Lastly, interdisciplinary collaboration will play a key role in advancing the system’s development. By integrating achievements from fields such as artificial intelligence, architecture, and engineering, it is possible to build a comprehensive platform capable of not only processing BIM data but also incorporating knowledge from related domains such as structural engineering and environmental sustainability. This would significantly enhance the system’s professional value. This study has taken initial steps toward exploring this direction; however, constructing a more systematic knowledge base remains a key focus for future work.

6. Conclusion

This research, driven by the objectives of minimizing operational costs, elevating system efficiency, and focusing on user-centric design, introduces an innovative method for BIM data extraction. This method ingeniously interplays with IFC and a lightweight ontology to effectively counter the common issue of data redundancy prevalent in full IFC-to-ontology conversions. By refining the data extraction process, the study markedly decreases superfluous computational demands, thus boosting the overall efficiency of BIM applications.

Building on this groundwork, the study establishes an advanced semantic interaction system utilizing LLMs. This system transforms user interaction with BIM data, offering a more intuitive, natural language dialogue interface. Employing LLMs leverages their formidable semantic comprehension capabilities, empowering the system to precisely discern and fulfill diverse user requests. This not only elevates the user experience by streamlining interactions but also ensures that the system thoroughly understands user needs.
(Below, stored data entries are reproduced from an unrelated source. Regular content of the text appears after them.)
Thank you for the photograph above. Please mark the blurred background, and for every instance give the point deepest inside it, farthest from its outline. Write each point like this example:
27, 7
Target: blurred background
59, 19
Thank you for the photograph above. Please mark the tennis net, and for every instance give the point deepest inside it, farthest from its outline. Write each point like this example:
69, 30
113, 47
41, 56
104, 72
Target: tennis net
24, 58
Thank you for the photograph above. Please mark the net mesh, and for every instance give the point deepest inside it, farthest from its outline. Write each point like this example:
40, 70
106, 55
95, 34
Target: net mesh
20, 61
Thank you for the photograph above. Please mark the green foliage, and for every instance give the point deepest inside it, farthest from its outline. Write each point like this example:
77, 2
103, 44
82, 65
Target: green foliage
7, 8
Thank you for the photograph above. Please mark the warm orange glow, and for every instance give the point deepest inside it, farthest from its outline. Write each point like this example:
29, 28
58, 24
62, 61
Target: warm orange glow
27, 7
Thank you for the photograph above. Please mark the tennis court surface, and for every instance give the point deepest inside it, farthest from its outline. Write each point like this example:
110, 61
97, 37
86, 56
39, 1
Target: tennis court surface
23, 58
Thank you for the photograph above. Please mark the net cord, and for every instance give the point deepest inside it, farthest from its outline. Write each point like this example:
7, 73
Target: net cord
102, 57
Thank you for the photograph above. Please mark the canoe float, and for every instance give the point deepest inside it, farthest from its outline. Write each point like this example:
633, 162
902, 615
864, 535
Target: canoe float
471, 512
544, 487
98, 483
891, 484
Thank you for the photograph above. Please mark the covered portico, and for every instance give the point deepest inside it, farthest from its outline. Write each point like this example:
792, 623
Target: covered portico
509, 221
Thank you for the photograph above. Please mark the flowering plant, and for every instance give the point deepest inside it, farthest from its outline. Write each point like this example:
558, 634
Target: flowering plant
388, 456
The system can convert parsed user commands into structured queries, enabling seamless integration from input to execution, thereby making data querying, extraction, and interaction more efficient. This bridges the gap between complex BIM data management and user-friendly interfaces.

Furthermore, the approach demonstrates potential for cross-industry applications. In facility management, the lightweight ontology and SPARQL-based retrieval mechanism are expected to support operation and maintenance scenarios with lower data and computational costs. Meanwhile, natural language interaction can reduce the learning barrier for management personnel. In digital twin applications, this study provides a verifiable data access interface through executable queries, which enhances interoperability and integration efficiency across platforms. Moreover, by adjusting responses and system behavior according to user input, the system can deliver a customized experience that appropriately meets the diverse needs commonly found in BIM projects.

Acknowledgements

The authors sincerely thank all the interviewees for taking the time to participate in the interviews; their cooperation and friendly attitude played a crucial role in the successful completion of this study.

Authors contribution

Ding Z: Conceptualization, funding acquisition, project administration, resources, writing-review & editing.

Li Y: Formal analysis, data curation, visualization, writing-original draft, writing-review & editing.

Liu Z: Investigation, methodology, software, writing-original draft, data curation.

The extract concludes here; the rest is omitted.